Patients with a rare inherited disease affecting their sight have experienced quick, sometimes substantial vision improvements after being involved in a gene therapy trial.
The rare inherited condition can cause people to lose much of their sight early in childhood.
But patients in the trial were reportedly 100 times better off after they received gene therapy to address the genetic mutation causing the condition.
Some patients even experienced a 10,000-fold improvement in their vision after receiving the highest dose of the therapy, according to researchers from the Perelman School of Medicine at the University of Pennsylvania who co-led the clinical trial published in The Lancet.
“That 10,000-fold improvement is the same as a patient being able to see their surroundings on a moonlit night outdoors as opposed to requiring bright indoor lighting before treatment,” said the study’s lead author, Professor Artur Cideciyan, PhD, a research professor of ophthalmology and co-director of the Centre for Hereditary Retinal Degenerations.
“One patient reported for the first time being able to navigate at midnight outdoors only with the light of a bonfire.”

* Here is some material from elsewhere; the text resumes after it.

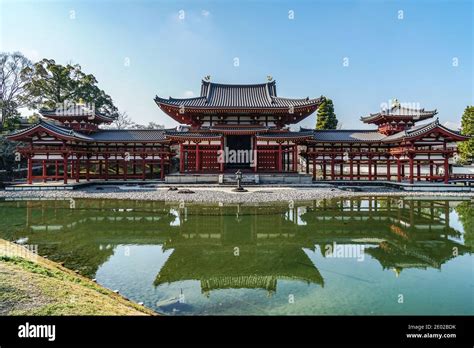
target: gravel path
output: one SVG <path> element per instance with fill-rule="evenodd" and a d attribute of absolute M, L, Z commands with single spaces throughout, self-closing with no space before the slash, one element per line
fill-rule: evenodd
<path fill-rule="evenodd" d="M 85 187 L 72 191 L 0 191 L 0 198 L 93 198 L 93 199 L 131 199 L 172 202 L 198 203 L 264 203 L 286 201 L 311 201 L 336 197 L 358 196 L 437 196 L 437 197 L 471 197 L 474 192 L 406 192 L 389 189 L 373 189 L 364 192 L 344 191 L 337 188 L 297 188 L 297 187 L 247 187 L 248 192 L 232 192 L 231 187 L 192 187 L 170 191 L 162 188 L 134 188 L 126 186 Z M 189 190 L 191 192 L 184 193 Z"/>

Fifteen people participated in the Phase 1/2 trial, including three paediatric patients. Each patient had Leber congenital amaurosis as the result of mutations in the GUCY2D gene, which is essential to producing proteins critical for vision. This specific condition, which affects fewer than 100,000 people worldwide and is abbreviated as LCA1, causes significant amount of vision loss as early as infancy.
All subjects had severe vision loss with their best measure of vision being equal or worse than 20/80—meaning if a typically-sighted person could see an object clearly at 80 feet (24 metres), these patients would have to move up to at least 20 feet (6m) to see it. Glasses provide limited benefit to these patients because they correct abnormalities in the optical focusing ability of the eye, and are unable to address medical causes of vision loss, such as genetic retinal diseases like LCA1.
The trial tested different dosage levels of the gene therapy ATSN-101, which was adapted from the AAV5 micro-organism and was surgically injected under the retina. For the first part of the study, cohorts of three adults each received one of the three different dosages: Low, mid, and high. Evaluations were held between each level of dosage to ensure that they were safe before upping the dosage for the next cohort. A second phase of the study involved only administering the high dosage levels to both an adult cohort of three and a paediatric cohort of three, again after safety reviews of the previous cohorts.
Improvements were noticed quickly, often within the first month after the therapy was applied, and lasted for at least 12 months. Observations of participating patients are also ongoing. Three of six high-dosage patients who were tested to navigate a mobility course in varying levels of light achieved the maximum-possible score. Other tests used eye charts or measured the dimmest flashes of light patients perceived in a dark environment.
Of the nine patients who received the maximum dosage, two had the 10,000-fold improvement in vision.
“Even though we previously predicted a large vision improvement potential in LCA1, we did not know how receptive patients’ photoreceptors would be to treatment after decades of blindness,” said Prof Cideciyan. “It is very satisfying to see a successful multi-centre trial that shows gene therapy can be dramatically efficacious.”
Moving forward, approval of this experimental medicine for clinical use requires another trial, where participants are randomised to a treatment dose and both patients and those investigating the trial do not know who gets what. Through that, any possible bias in results could be avoided.
- This study was funded by Atsena Therapeutics, Inc. Two of the paper’s authors, Andres K. Lauer, MD, and Mark Pennesi, MD, PhD, are members of the company’s clinical and scientific advisory board.